The Boston-based company said Toast Delivery Services will provide eatery owners with a food delivery option for a flat fee of $8 per order within a five-mile radius.
In an op-ed piece in The Boston Globe on Tuesday, John Schall, owner of El Jefe’s Taqueria in Cambridge, Massachusetts, wrote that four third-party delivery companies — DoorDash, GrubHub, Uber Eats, and Postmates — control 99 percent of the restaurant delivery market.
It’s a classic oligopoly, he wrote, where restaurants that purchase their delivery services have no choice on price because they all charge between 25 and 30 percent of the total price of the food being delivered to customers.
As a result, he wrote, these companies create a dire financial threat to the survival of the very restaurants they serve.

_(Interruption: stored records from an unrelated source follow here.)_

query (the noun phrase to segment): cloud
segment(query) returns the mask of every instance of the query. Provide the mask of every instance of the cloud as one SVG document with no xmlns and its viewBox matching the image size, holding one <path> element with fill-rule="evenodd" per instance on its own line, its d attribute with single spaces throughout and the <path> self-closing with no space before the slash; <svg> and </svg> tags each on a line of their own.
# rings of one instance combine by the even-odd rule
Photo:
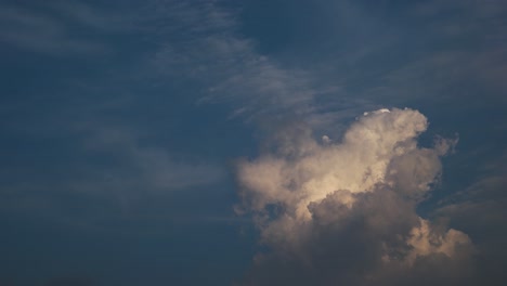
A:
<svg viewBox="0 0 507 286">
<path fill-rule="evenodd" d="M 2 5 L 0 18 L 0 42 L 52 56 L 103 54 L 109 50 L 98 36 L 130 27 L 117 15 L 102 14 L 77 1 Z"/>
<path fill-rule="evenodd" d="M 300 128 L 240 162 L 237 209 L 252 213 L 269 249 L 245 284 L 419 285 L 471 275 L 463 272 L 472 265 L 470 238 L 416 212 L 456 143 L 418 146 L 427 127 L 417 110 L 380 109 L 341 142 L 318 143 Z"/>
</svg>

Compared to third-party delivery marketplaces, Toast said in its announcement, a restaurant that processes $5,000 in deliveries will save more than $600 per month in commission fees using Toast Delivery Services.
“I’m worried about the future of our industry,” said Jarett Berke, owner and operator of Lou’s Restaurant & Bakery in Hanover, New Hampshire, in a statement. “If we continue to allow delivery apps to charge exorbitant fees and claim all of our profit as their own, we will never recover from the changes brought on by the [coronavirus] pandemic.”

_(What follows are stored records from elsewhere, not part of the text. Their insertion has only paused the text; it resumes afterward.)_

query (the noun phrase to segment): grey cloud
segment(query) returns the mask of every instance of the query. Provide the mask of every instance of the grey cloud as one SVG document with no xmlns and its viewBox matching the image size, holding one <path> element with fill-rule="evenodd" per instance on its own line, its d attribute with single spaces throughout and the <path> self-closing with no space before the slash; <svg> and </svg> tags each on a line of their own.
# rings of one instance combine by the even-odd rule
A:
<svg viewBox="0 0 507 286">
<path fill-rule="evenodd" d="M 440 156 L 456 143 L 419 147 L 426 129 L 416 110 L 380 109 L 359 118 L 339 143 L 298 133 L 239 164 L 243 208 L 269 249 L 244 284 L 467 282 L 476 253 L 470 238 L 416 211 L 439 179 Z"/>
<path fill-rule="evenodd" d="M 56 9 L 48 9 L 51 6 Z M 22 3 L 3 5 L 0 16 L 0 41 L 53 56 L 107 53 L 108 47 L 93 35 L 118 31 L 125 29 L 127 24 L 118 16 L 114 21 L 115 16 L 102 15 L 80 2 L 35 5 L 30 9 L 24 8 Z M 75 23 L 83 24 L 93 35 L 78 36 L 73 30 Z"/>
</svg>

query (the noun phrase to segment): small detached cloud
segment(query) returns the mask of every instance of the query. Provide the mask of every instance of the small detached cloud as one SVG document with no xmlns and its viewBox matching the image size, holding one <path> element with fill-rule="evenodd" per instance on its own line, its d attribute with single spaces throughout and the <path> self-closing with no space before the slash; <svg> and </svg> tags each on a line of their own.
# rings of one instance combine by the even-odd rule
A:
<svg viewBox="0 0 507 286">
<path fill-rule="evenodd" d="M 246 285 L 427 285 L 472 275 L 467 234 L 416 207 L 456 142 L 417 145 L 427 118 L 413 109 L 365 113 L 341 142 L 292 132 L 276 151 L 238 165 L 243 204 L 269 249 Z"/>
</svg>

Berke said most restaurant owners have profits in the single digits while delivery companies charge up to 30 percent on every order.
The on-demand solution does not require a Toast POS or Toast hardware purchase, the company said. The firm said in the release that the solution is designed to help the restaurant community adapt during the pandemic and beyond.
Unlike traditional third-party delivery platforms, the Toast approach allows restaurants to pass some or all of the delivery fees on to guests, the company said.
Restaurateurs who use Toast Delivery Services, get all guest data and can build one-to-one relationships with their customers while offering safe, contactless, delivery directly from their restaurants.
“We should have access to our customer data,” said Berke. “Toast is committed to helping us make this happen.”
Toast data shows guests spend 25 percent more when they order directly from a restaurant’s own website.
“At Toast, we’re hyper-focused on helping the restaurant community not only navigate the COVID-19 health crisis, but also take control of the guest experience so restaurants can thrive when the industry begins to recover,” said Aman Narang, president and co-founder of Toast, in a statement.
Earlier this month, Toast said it would cut about half of its staff, 1,300 employees, as COVID-19 shutters businesses nationwide.